The older boats are at the bottom of the depreciation curve so represent good value for money considering this boat’s durability. You will lose more money in maintenance than you will in the boat’s value.
Build quality/fit & finish
These boats are beautifully built and strongly constructed. Like all Scandinavian boats they always look half their age, so do not be put off buying an older boat – providing it checks out OK.
The port-side seacock is a hard one to get to, so it could have spent much of its life left open. It’s worth checking this operates as it should, and shuts correctly.
2002 price: £125,000 (VAT paid)
The well-equipped 380 Coupé in this article is ashore in Lymington, and is a great example of how well these boats retain their condition. Her unmarked blue gelcoat is testament to having had a well-cared-for life.
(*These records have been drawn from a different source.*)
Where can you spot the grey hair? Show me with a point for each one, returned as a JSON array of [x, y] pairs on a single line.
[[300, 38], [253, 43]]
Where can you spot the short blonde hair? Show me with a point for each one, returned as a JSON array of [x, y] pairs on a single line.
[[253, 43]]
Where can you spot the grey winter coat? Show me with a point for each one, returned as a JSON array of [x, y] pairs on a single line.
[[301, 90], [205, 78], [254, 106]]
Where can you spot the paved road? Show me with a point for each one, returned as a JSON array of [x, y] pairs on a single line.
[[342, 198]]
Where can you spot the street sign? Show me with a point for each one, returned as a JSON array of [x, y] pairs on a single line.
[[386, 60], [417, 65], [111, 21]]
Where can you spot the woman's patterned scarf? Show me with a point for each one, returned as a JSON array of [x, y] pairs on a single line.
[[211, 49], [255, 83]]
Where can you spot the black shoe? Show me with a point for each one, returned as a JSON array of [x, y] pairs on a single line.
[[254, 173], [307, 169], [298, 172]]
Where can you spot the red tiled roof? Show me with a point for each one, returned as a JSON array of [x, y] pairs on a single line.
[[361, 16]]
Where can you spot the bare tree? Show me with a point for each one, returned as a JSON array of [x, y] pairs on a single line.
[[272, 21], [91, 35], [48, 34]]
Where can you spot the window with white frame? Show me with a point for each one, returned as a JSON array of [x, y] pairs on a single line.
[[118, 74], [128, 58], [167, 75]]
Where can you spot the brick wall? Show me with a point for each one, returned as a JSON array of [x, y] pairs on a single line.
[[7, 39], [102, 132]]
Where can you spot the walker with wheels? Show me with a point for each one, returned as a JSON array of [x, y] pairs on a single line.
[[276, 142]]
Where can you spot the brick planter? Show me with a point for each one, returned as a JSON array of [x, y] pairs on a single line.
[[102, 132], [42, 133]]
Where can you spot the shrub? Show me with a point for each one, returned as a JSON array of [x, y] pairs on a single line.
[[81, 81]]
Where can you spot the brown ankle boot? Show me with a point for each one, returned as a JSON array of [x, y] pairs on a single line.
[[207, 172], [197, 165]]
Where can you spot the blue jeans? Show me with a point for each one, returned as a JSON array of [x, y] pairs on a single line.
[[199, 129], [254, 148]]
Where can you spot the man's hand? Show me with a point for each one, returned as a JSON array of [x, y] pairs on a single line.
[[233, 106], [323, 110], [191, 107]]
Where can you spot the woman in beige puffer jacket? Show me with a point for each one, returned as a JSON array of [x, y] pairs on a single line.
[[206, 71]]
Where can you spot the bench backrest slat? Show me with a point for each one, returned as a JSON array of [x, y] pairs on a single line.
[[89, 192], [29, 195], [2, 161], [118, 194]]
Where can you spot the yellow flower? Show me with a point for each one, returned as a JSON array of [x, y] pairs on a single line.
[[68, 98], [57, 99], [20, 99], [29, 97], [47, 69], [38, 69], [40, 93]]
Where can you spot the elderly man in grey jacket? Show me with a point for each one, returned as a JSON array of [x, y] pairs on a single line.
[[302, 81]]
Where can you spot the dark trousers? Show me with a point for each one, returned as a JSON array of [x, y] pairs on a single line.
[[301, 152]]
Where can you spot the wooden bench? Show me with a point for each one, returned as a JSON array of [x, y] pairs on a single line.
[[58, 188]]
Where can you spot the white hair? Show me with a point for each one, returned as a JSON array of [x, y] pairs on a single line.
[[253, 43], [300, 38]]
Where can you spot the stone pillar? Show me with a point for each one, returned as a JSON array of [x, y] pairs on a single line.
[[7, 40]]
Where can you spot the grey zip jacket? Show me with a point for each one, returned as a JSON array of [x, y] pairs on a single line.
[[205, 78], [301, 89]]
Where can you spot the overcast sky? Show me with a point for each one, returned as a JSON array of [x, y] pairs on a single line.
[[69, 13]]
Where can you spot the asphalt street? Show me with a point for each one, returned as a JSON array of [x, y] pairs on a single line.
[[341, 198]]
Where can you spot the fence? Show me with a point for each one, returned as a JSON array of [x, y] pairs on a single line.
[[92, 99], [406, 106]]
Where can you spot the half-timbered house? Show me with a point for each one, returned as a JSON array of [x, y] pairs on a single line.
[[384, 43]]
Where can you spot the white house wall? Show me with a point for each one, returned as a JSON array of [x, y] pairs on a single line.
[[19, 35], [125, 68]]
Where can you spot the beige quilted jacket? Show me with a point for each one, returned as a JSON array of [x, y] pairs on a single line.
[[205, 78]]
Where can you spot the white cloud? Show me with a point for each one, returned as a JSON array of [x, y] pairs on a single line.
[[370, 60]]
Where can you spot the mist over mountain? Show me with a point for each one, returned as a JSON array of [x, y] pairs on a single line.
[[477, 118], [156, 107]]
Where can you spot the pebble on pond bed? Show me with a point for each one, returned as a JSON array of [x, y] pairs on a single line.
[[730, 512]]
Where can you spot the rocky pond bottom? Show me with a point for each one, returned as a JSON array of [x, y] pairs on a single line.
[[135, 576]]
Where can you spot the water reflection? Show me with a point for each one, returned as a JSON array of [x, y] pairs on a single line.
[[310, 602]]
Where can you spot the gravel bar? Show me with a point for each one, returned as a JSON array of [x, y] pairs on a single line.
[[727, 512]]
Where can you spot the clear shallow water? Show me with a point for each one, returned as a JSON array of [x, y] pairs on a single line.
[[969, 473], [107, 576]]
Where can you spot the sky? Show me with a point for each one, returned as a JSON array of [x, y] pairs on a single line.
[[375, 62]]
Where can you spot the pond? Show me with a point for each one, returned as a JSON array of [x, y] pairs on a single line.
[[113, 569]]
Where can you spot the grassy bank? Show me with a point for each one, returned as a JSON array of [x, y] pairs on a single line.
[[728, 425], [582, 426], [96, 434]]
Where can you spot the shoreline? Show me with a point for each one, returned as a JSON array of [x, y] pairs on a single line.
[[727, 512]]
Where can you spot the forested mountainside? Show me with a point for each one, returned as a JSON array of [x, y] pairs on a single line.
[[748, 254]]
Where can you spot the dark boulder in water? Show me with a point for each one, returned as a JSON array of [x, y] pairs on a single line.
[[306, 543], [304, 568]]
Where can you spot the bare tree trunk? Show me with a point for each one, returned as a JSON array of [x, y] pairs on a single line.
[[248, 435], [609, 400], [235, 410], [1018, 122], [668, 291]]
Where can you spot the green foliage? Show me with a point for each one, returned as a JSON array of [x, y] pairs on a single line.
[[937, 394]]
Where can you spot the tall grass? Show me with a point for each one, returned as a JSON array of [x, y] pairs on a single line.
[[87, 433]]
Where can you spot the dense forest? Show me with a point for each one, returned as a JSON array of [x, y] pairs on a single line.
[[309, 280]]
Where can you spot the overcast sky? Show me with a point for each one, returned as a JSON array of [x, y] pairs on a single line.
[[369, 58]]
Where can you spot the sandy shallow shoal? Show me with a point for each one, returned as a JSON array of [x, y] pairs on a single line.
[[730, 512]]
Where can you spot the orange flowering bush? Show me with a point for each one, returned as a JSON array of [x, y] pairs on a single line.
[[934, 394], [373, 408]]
She is powered by twin 230hp Volvo KAMD43s with shaft razors, and also has a bow thruster. The electronics comprise a chartplotter, VHF DSC, radar, and Hi-Fi with iPod connection, and there is also a remote-controlled spotlight. Equipped for long periods aboard, she has heating and saloon window blinds. Externally she has extensive teak decking, including the side decks and the cockpit. Internally she has been re-upholstered throughout, which is evident the moment you step aboard.
Looking through my records, it appears that I have surveyed some of the Nimbus 38 Commanders but not the Coupé. However, I would not expect there to be any significant difference in how they fare in a survey. There is nothing that could be described as extreme in the 38 Commander, and I found no dramas when I read through the reports I have written. There’s a long history of boatbuilding at Nimbus and I find that their range is built to a consistently high level of quality in the mouldings, engineering and systems. In fact, during my surveys I always recognise the fit-out of their boats to be very ‘Nimbus distinctive’. As a fairly conservative design, they seem to attract owners who are good at sticking with the service intervals and make a fine job of looking after their boats, and this is, of course, very significant when you are buying second-hand.